Get the latest stock market forecasts first with InvestingPro
These strategists anticipate that, driven by improving fundamentals and policy dynamics, the Nikkei 225 Index will hit a new high for the fourth consecutive year. Key drivers include the Liberal Democratic Party’s overwhelming victory in the elections, accelerated profit recovery, and sustained increases in return on equity.
Political continuity has historically supported the Japanese stock market. The strategists pointed out that after similar election results in 2005 and 2012, the market rose for more than six months in a row, with valuation multiples outperforming their U.S. peers.
Earnings also continue to provide support.
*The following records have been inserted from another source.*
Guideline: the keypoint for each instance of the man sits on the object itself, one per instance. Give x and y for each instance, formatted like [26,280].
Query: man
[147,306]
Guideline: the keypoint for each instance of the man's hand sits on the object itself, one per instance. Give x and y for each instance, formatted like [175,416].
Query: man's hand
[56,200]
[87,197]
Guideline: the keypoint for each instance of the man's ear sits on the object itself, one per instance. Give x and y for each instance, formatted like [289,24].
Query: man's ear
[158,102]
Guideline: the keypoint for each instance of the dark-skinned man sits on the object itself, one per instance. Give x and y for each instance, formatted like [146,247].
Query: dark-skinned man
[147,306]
Among the components of the Tokyo Stock Exchange Index, 58% of companies delivered better-than-expected results in the third quarter. Market consensus forecasts show that fiscal years 2026 and 2027 will still achieve steady growth of 13% and 10%, respectively.
The strategists expect forward earnings to “continue to grow steadily.”
Regarding valuations, U.S. banks stated that as return on equity (ROE) improves, the market price-to-earnings ratio (P/E) has risen to about 17 times, surpassing previous upper limits. The strategists noted that this “indicates that the fundamental range of the P/E multiple may have shifted upward.”
They added: “This is the first time since the upward shift of the P/E fundamental range in 2013 that the P/E has risen sharply alongside a recovery in earnings per share (EPS).”
In terms of holdings, the bank expects trading to continue focusing on specific stocks, describing the current environment as “a bifurcated market with trading concentrated in certain stocks.”
Many favored stocks are related to artificial intelligence, defense, robotics, shipbuilding, and energy, but U.S. banks warn that if macroeconomic conditions change, these high-beta stocks could experience a pullback.